CALVIN Alternative: Real-World Training Data for Production Robotics

CALVIN pioneered language-conditioned, long-horizon manipulation benchmarking with 34 tasks across 4 simulated environments. But simulation-only play data cannot prepare policies for real-world deployment. Compare CALVIN with Claru's production-grade, real-world data collection.

CALVIN Profile

Institution

University of Freiburg

Year

2022

Scale

24 hours of play data, 34 tasks, 389 language instructions across 4 simulated environments, ~20K annotated language directives

License

MIT License

Modalities

Simulated RGB-D (static + gripper cameras)Proprioception (joint angles, velocities)Vision-based tactile sensingNatural language task instructions (389 unique, ~20K total directives)

How Claru Helps Teams Beyond CALVIN

CALVIN has been instrumental in advancing language-conditioned, long-horizon manipulation research. Its multi-environment evaluation protocol and sequential task chaining provide a uniquely demanding benchmark that has driven progress in combining language understanding with sustained robotic execution -- over 60 papers now cite CALVIN for evaluation. However, CALVIN's purpose is algorithmic benchmarking in simulation, not data for production training. The play data format, while innovative for learning diverse skills, produces trajectories that mix successful and incomplete actions without task-level ground truth until hindsight relabeling is applied.

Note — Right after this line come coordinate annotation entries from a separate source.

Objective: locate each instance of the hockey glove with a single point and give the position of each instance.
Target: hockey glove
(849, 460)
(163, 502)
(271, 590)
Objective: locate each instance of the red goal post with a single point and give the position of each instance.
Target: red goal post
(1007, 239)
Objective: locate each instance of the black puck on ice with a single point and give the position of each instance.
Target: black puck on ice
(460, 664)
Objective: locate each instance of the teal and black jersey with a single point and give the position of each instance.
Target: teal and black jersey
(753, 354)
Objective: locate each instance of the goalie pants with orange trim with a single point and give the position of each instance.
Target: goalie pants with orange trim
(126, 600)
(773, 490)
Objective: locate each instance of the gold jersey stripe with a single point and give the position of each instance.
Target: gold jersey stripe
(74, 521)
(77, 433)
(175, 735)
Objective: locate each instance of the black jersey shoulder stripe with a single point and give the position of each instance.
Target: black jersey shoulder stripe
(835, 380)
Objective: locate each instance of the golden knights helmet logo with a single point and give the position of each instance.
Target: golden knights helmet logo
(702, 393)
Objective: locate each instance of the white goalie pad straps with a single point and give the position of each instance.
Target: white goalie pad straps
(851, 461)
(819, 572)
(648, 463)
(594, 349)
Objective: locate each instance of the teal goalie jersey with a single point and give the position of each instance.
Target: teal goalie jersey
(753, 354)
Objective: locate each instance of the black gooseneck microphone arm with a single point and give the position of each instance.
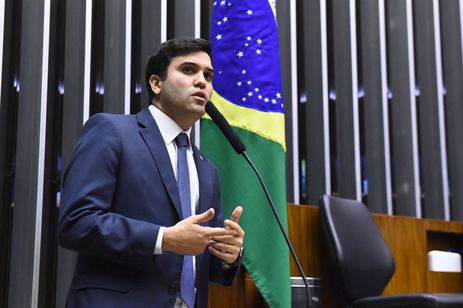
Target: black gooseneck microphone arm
(240, 148)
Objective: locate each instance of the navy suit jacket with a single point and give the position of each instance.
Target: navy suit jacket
(119, 188)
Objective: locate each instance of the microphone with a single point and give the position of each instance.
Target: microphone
(226, 129)
(239, 147)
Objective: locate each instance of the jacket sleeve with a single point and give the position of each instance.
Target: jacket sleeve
(86, 222)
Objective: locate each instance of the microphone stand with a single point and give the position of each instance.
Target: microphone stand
(239, 148)
(275, 213)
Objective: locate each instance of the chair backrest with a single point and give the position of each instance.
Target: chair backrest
(360, 258)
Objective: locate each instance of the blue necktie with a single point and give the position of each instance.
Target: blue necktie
(187, 281)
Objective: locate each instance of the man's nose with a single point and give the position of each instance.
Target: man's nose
(200, 81)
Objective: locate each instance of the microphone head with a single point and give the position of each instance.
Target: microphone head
(225, 128)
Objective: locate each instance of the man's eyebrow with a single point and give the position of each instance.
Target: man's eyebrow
(211, 70)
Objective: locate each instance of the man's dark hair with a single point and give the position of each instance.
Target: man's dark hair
(160, 59)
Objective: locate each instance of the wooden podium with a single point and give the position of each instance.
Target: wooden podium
(410, 239)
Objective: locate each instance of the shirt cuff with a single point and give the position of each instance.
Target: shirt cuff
(158, 247)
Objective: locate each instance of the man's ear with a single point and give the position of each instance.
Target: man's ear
(155, 83)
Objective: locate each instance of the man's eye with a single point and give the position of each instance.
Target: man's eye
(187, 69)
(208, 76)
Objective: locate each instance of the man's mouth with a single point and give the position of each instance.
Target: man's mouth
(201, 95)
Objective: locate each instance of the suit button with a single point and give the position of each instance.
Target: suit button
(173, 289)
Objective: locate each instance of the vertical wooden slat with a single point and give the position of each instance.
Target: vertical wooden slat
(375, 115)
(404, 143)
(283, 12)
(114, 56)
(26, 235)
(314, 85)
(345, 80)
(452, 56)
(433, 167)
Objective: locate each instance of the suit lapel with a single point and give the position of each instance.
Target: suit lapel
(153, 139)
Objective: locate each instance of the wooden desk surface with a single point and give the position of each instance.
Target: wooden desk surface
(409, 239)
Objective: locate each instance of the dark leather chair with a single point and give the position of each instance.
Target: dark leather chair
(362, 263)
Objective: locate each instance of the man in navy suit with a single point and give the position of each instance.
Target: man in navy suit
(121, 208)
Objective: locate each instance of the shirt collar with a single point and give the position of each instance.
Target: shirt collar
(168, 128)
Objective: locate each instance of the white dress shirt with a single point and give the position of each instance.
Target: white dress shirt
(169, 131)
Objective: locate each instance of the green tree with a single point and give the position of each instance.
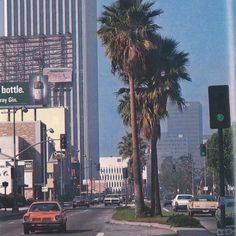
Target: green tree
(152, 93)
(125, 30)
(213, 153)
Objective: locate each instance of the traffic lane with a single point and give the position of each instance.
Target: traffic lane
(82, 221)
(206, 220)
(134, 230)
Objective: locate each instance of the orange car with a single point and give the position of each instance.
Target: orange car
(44, 215)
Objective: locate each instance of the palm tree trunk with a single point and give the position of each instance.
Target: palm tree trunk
(155, 188)
(157, 192)
(153, 171)
(138, 192)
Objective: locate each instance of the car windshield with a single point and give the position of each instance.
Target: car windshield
(204, 198)
(185, 197)
(230, 204)
(44, 207)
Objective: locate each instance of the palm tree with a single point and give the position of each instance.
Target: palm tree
(152, 95)
(126, 27)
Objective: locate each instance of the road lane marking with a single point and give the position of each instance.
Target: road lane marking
(100, 234)
(165, 209)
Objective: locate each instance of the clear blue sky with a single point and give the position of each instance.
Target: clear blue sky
(200, 27)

The simulated environments, while structurally varied across the A-D split, lack the visual complexity, physics fidelity, and sensor noise of real deployment settings. Policies that achieve high CALVIN scores routinely fail when transferred to real robots -- the sim-to-real gap in rendering, contact dynamics, and depth sensing is too large for direct transfer. Claru bridges these gaps by collecting task-directed demonstrations on your physical robot with natural language annotations from diverse human annotators. Our demonstrations are segmented by task with validated success outcomes, providing clean training signal for both single-step and multi-step policies. For teams that have developed their architecture on CALVIN and need to deploy on real hardware, Claru provides the real-world data -- with real depth noise, real contact physics, and real linguistic variety -- that makes the transition from benchmark performance to production reliability.

What Is CALVIN?

CALVIN (Composing Actions from Language and Vision) is a simulated benchmark for language-conditioned, long-horizon robot manipulation, developed by Oier Mees, Lukas Hermann, and Wolfram Burgard at the University of Freiburg. Published in IEEE Robotics and Automation Letters in 2022 (arXiv:2112.03227), CALVIN was designed to evaluate agents that can solve many manipulation tasks over extended horizons, specified only via natural language, from onboard sensor observations.

The benchmark includes approximately 24 hours of teleoperated unstructured play data together with 389 unique language instructions for 34 tasks across 4 manipulation environments (labeled A, B, C, D). These environments share structural similarities but differ in object positions, colors, and scene configurations, enabling evaluation of how well agents generalize across visual variations. Tasks include sliding, pushing, rotating, stacking, lifting, and using switches and drawers. The play data approach -- where operators perform free-form manipulation without specific task instructions -- was specifically designed to produce naturally diverse trajectories that cover multiple skills within single episodes, addressing the artificial uniformity of earlier task-directed collection protocols.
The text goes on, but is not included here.